International Association
for Cryptologic Research

Fully homomorphic encryption is a revolutionary technology that allows arbitrary computations on encrypted data, providing privacy and security. State-of-the-art schemes such as the Fan-Vercauteren (FV) scheme are based on the Learning with Errors assumption and its variants. Thus, each ciphertext has an error that increases with each homomorphic operation. To maintain correctness, the error must be kept below a certain threshold, which requires a balance between security and computational efficiency. Therefore, choosing optimal, secure, and efficient parameters can be a challenging task, even for experts in a particular scheme.

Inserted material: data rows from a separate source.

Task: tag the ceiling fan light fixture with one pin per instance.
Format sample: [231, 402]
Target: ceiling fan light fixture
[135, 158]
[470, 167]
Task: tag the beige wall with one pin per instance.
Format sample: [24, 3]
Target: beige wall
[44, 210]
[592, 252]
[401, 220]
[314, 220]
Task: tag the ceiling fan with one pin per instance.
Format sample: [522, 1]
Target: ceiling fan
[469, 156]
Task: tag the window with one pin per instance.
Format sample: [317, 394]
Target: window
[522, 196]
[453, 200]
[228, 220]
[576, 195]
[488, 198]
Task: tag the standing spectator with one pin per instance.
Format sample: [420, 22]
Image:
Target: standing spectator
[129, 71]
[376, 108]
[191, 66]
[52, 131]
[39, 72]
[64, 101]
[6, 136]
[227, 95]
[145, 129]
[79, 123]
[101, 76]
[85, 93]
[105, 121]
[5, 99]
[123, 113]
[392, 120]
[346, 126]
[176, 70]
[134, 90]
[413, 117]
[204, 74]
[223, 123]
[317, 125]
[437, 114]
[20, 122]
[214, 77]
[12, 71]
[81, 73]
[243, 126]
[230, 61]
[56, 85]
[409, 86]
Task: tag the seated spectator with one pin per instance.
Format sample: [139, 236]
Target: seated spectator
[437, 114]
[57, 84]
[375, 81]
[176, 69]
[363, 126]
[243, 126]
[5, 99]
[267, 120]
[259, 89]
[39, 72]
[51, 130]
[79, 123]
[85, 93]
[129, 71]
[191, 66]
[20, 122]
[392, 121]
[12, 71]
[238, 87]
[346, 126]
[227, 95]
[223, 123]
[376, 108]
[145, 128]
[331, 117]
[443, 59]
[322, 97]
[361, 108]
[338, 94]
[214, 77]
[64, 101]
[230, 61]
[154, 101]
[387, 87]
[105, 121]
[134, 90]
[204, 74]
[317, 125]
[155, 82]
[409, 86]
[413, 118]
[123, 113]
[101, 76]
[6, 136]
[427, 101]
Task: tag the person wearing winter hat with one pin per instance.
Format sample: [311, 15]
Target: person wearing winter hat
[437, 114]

In this paper, we present two major contributions to improve the parameter selection in the FV scheme. We perform the first average case analysis to estimate the error growth. Our method significantly improves on previous work in terms of accuracy and tightness of bounds. For a circuit with a multiplicative depth of only 3, our bounds are within 1.2 bits of the experimentally observed values while being up to 19 bits tighter than previous analyses.

In addition, we take advantage of our theoretical advances and propose the first parameter generation tool for the FV scheme. Here we add support for arbitrary but use-case-specific circuits, as well as the ability to generate easy-to-use code snippets, making our theoretical work accessible to both researchers and practitioners.